What is the outlook for the months ahead?
-
Equity markets are ending the week somewhat softer, bringing reminders of obstacles to come, most notably the difficulties in achieving final tariff agreements. In addition, it will be several months before the impact of new tariff rates will become clear. A potentially positive factor is the upcoming result season. If we see continued momentum in the IT sector, this will have a bolstering impact on the wider economy, as it indicates a maintenance of capital spending regardless of tariff policy.
What is the overall picture in the US economy?
-
Economic data from the US continued to show a resilient economy. However, each of the data releases carried an implicit warning. The main news was the June jobs report, which showed non-farm employment increasing 147,000 last month as against an expected 110,000. The unemployment rate ticked down to 4.1% against a forecast that it would not significantly change. However, half of the new jobs came from the government sector, so private sector jobs growth remains somewhat subdued.
What further data releases illuminated the economic picture?
-
The main business surveys in the US (the ISMs) were released, and both were slightly better than expected. The manufacturing ISM increased from 48.5 to 49.0 in June, almost into expansion territory. The non-Manufacturing ISM moved back into expansion territory, rising to 50.8 in June. However, both surveys contained warning signs.
-
In the Manufacturing survey, most of the improvement came from the Prices Paid sub index, while in the non-Manufacturing survey the Employment sub-index fell 3.5 points. The conclusion we would draw is that there is greater momentum in the US economy than has been widely assumed, but that it does face challenges in the coming months.

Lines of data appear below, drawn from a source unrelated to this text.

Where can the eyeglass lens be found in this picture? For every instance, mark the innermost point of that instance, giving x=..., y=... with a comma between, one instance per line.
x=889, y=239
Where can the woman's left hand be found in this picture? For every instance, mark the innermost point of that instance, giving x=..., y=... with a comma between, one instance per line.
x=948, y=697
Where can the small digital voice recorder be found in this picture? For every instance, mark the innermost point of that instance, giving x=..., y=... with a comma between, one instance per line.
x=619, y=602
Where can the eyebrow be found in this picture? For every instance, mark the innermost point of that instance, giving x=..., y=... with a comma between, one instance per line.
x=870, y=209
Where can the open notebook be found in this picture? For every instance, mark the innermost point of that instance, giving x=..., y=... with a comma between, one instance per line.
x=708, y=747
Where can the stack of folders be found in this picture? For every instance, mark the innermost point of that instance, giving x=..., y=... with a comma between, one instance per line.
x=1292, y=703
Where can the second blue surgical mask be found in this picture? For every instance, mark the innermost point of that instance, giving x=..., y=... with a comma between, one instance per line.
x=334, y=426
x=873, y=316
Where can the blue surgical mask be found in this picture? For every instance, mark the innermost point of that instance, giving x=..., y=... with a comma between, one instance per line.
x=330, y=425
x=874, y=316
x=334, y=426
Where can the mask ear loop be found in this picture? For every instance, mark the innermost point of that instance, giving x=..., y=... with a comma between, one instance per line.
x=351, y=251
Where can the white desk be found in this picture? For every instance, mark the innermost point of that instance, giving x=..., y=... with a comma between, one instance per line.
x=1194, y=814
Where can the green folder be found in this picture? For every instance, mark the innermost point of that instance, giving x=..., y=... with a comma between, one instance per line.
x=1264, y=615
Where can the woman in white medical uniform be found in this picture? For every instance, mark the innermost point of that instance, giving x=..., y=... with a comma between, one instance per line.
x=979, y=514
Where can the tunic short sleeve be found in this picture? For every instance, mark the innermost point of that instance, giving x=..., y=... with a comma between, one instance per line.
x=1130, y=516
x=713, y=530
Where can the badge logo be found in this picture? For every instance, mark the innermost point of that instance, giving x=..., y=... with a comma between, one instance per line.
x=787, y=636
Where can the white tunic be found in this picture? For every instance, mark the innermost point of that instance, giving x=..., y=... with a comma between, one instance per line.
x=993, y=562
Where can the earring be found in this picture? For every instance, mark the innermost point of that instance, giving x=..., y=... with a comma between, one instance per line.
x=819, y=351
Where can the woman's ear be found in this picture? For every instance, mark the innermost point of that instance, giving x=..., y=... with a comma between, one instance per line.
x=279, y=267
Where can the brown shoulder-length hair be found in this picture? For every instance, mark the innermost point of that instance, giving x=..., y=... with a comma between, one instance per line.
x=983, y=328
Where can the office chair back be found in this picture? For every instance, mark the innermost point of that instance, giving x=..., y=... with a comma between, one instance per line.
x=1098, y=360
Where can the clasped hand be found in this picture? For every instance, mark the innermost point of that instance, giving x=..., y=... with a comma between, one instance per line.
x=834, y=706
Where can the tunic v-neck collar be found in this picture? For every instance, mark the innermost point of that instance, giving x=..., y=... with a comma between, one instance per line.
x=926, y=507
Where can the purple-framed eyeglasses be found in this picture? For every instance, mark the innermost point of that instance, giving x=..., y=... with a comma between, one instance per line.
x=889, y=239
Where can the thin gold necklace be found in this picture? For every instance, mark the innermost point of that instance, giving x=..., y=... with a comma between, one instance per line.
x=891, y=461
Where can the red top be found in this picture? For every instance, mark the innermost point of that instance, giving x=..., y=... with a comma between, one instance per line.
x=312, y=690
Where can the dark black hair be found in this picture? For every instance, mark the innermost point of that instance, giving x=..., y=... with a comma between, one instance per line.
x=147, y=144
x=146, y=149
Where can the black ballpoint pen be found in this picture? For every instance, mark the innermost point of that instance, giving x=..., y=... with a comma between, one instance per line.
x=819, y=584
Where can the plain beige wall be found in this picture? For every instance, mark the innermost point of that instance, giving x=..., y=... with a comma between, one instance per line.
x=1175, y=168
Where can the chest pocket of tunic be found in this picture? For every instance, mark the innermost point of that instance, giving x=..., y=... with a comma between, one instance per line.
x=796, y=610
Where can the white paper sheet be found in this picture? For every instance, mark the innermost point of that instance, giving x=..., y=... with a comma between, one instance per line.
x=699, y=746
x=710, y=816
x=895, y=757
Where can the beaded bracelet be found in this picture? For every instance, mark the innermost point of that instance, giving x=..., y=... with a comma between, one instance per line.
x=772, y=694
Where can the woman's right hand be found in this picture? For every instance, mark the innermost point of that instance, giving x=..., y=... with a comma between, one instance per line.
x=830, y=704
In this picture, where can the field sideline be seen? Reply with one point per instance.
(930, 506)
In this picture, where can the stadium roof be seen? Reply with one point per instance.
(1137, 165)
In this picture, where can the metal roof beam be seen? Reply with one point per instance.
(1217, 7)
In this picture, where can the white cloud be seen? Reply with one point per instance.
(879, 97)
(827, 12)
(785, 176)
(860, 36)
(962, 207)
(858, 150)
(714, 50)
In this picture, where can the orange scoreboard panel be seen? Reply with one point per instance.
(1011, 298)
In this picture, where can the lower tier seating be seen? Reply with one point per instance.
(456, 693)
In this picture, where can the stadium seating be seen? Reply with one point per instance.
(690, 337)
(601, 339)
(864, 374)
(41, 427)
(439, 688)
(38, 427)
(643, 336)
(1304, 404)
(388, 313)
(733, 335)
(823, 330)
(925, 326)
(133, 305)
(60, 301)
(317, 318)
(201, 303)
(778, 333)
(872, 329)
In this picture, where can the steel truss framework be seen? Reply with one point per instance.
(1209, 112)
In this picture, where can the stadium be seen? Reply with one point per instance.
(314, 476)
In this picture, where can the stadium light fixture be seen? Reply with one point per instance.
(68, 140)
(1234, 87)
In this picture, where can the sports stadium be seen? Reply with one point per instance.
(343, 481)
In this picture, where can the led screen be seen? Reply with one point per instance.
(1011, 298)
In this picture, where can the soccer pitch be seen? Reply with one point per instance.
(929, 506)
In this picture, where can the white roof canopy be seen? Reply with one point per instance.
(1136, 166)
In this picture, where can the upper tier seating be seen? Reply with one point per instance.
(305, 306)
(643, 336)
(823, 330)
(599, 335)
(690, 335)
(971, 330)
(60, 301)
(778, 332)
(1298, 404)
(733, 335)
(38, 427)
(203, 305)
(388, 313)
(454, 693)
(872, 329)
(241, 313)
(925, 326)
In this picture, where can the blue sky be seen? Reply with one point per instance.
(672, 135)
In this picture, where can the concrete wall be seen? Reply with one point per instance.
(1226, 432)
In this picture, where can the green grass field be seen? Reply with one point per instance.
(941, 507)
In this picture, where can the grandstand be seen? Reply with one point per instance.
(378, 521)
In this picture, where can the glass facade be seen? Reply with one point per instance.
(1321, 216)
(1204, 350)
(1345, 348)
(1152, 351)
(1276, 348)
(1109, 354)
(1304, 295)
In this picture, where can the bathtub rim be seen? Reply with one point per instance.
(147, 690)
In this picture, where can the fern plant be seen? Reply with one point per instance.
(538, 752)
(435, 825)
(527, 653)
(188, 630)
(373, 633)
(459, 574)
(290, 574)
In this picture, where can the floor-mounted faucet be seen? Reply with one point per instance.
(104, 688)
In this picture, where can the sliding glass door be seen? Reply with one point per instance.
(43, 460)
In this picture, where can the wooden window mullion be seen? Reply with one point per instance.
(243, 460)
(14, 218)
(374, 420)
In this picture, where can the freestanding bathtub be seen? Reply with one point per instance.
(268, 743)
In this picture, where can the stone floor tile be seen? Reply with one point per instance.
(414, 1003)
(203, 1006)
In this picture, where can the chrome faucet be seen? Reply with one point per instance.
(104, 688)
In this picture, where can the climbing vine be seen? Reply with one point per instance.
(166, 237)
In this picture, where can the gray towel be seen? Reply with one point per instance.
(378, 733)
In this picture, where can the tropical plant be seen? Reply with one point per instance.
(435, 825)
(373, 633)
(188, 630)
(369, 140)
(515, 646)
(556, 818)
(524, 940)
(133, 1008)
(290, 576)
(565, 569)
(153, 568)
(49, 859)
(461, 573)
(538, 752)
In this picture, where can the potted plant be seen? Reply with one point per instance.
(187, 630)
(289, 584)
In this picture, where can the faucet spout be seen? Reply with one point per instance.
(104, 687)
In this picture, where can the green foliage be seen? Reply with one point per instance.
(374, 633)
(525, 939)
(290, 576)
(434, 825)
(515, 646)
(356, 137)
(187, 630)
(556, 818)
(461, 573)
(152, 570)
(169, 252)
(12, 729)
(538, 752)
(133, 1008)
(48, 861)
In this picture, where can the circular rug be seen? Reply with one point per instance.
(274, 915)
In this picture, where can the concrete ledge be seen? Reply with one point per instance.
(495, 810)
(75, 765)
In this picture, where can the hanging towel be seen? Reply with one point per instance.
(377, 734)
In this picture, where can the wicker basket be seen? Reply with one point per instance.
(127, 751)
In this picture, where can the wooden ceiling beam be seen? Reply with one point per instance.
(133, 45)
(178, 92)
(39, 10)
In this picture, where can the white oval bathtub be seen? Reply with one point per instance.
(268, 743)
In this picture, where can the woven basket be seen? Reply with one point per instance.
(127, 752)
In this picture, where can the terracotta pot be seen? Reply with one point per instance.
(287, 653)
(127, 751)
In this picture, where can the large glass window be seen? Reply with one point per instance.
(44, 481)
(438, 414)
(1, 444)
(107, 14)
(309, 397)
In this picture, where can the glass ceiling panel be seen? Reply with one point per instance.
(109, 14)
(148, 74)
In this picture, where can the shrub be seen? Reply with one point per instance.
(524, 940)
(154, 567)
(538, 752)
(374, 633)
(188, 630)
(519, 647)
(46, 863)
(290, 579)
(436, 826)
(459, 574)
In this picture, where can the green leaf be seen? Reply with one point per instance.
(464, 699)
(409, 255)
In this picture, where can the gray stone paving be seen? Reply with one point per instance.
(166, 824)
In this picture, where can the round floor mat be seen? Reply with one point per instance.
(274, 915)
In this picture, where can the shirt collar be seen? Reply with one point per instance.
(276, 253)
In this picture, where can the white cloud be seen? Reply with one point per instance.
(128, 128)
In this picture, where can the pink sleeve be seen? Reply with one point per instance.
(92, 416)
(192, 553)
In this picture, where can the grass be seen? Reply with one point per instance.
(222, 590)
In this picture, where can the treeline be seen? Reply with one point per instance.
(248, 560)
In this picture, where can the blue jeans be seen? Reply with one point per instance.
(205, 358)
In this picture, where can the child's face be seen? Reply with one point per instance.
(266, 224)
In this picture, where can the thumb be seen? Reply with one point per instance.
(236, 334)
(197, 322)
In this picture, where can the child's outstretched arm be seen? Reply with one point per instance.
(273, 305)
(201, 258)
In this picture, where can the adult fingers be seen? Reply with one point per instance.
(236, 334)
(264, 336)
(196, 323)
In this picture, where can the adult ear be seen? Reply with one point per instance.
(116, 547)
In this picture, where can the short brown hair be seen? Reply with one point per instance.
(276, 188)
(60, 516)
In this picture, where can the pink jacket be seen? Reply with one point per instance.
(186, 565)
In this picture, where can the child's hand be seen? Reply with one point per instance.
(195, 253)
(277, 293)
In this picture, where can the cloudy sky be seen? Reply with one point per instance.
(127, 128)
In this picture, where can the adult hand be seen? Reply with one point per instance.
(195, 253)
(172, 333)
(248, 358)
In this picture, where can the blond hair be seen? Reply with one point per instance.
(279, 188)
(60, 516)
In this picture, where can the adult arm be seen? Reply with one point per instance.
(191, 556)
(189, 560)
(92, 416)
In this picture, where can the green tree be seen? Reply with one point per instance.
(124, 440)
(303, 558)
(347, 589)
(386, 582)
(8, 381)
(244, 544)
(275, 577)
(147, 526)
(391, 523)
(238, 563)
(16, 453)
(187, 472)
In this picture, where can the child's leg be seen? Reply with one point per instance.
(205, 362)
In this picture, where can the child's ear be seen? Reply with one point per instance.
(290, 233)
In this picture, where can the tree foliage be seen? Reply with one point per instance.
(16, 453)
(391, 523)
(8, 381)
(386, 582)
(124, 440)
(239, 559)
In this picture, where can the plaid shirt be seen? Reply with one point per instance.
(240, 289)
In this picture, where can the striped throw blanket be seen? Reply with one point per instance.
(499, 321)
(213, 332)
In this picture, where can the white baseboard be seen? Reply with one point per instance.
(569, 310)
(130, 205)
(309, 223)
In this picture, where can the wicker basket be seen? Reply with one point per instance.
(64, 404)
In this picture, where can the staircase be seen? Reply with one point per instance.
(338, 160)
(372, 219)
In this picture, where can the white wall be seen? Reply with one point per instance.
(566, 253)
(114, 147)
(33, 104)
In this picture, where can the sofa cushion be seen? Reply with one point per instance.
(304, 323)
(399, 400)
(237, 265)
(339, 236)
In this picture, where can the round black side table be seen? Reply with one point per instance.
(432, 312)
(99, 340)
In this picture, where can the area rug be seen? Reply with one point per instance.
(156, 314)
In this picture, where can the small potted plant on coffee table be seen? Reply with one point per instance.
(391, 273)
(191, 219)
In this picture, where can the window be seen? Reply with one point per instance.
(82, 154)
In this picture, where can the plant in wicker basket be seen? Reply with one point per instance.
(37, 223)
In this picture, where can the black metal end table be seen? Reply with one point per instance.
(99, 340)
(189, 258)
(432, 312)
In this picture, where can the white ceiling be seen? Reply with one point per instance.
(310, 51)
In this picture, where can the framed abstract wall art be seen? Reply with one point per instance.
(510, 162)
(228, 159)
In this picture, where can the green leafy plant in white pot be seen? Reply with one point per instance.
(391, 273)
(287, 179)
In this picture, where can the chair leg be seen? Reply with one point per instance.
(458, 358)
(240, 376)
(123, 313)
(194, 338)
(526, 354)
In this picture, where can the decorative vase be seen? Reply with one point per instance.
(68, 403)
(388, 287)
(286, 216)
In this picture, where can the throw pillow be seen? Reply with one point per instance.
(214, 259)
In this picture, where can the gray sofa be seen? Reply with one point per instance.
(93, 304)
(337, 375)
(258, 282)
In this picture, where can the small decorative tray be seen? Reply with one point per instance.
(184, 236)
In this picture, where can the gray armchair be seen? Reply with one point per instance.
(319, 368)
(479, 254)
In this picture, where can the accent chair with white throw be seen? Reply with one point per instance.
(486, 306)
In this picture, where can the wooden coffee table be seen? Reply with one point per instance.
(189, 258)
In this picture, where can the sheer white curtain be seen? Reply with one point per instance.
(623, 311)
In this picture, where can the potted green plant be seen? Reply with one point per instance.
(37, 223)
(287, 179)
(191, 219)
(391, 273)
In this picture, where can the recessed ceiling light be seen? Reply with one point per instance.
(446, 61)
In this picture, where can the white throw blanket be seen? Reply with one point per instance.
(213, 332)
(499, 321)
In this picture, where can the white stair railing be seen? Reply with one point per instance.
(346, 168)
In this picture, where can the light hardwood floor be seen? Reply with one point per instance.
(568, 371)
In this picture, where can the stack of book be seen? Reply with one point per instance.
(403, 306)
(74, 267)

What were the relevant data points outside the US?
-
In the euro area, the inflation report was the main release. Core inflation came in as expected, remaining steady at 2.3% year-on-year and on track to be within target levels by the end of the year. From China, we saw the main sentiment surveys (the PMIs). The official PMIs (more reliant on state owned companies) moved to 3-month highs, although both are still hovering around the 50 level. The Caixin PMIs (more reliant on the private sector) were mixed. The Manufacturing survey was up to 50.4 but the Services index dropped to a nine-month low of 50.6. Like that of the US, China’s economic activity faces challenges but is so far holding up better than expected.
The week ahead: what to watch out for
The main point of interest will be tariffs. This coming Wednesday (July 9th), is the deadline for higher tariffs to come into effect in the US. The minutes of the last FOMC (the interest rate setting committee of the Federal Reserve) meeting will be released. The only data point of note this week is Retail Sales from the euro area.